"At my age, I can with perfect propriety assure you that I regard our marriage simply and solely as a formality which we must fulfill, if I am to carry out my intention of standing between you and ruin.
"Therefore--if the missing ship appears in time, the only reason for the marriage is at an end. We shall be as good friends as ever; without the encumbrance of a formal tie to bind us.
"In the other event, I should ask you to submit to certain restrictions which, remembering my position, you will understand and excuse.
"We are to live together, it is unnecessary to say, as mother and son. The marriage ceremony is to be strictly private; and you are so to arrange your affairs that, immediately afterward, we leave England for any foreign place which you prefer. Some of my friends, and (perhaps) some of your friends, will certainly misinterpret our motives--if we stay in our own country--in a manner which would be unendurable to a woman like me.

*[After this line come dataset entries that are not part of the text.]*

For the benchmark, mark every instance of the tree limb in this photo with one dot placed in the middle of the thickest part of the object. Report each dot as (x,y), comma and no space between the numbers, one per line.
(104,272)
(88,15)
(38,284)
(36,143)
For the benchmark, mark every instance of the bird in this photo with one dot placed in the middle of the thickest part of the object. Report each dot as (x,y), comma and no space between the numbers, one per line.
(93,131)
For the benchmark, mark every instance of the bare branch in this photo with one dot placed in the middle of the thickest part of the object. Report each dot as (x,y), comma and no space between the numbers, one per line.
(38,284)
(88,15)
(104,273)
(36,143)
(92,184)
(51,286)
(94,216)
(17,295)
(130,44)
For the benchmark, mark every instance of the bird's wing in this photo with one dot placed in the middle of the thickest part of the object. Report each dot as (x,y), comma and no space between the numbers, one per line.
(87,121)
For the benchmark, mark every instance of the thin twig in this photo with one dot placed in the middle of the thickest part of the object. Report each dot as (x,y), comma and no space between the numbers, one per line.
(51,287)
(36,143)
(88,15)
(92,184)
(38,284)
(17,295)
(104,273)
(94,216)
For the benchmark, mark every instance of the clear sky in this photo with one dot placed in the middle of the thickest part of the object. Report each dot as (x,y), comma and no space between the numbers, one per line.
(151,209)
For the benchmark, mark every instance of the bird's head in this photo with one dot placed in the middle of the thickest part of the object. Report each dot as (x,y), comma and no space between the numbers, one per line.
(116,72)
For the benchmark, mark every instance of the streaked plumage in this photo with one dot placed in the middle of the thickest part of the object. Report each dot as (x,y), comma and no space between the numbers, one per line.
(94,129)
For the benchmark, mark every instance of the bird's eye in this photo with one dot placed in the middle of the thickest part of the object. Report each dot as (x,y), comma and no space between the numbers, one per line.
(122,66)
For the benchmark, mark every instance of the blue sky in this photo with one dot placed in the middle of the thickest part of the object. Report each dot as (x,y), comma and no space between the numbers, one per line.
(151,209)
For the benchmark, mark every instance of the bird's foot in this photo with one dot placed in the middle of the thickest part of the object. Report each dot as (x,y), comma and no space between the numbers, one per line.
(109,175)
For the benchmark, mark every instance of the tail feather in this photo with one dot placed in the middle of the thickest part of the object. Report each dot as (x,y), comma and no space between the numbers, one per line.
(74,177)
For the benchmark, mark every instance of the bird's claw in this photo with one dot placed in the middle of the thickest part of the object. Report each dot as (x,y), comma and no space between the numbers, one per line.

"As to our future lives, I have the most perfect confidence in you, and I should leave you in the same position of independence which you occupy now. When you wish for my company you will always be welcome. At other times, you are your own master. I live on my side of the house, and you live on yours--and I am to be allowed my hours of solitude every day, in the pursuit of musical occupations, which have been happily associated with all my past life and which I trust confidently to your indulgence.
"A last word, to remind you of what you may be too kind to think of yourself.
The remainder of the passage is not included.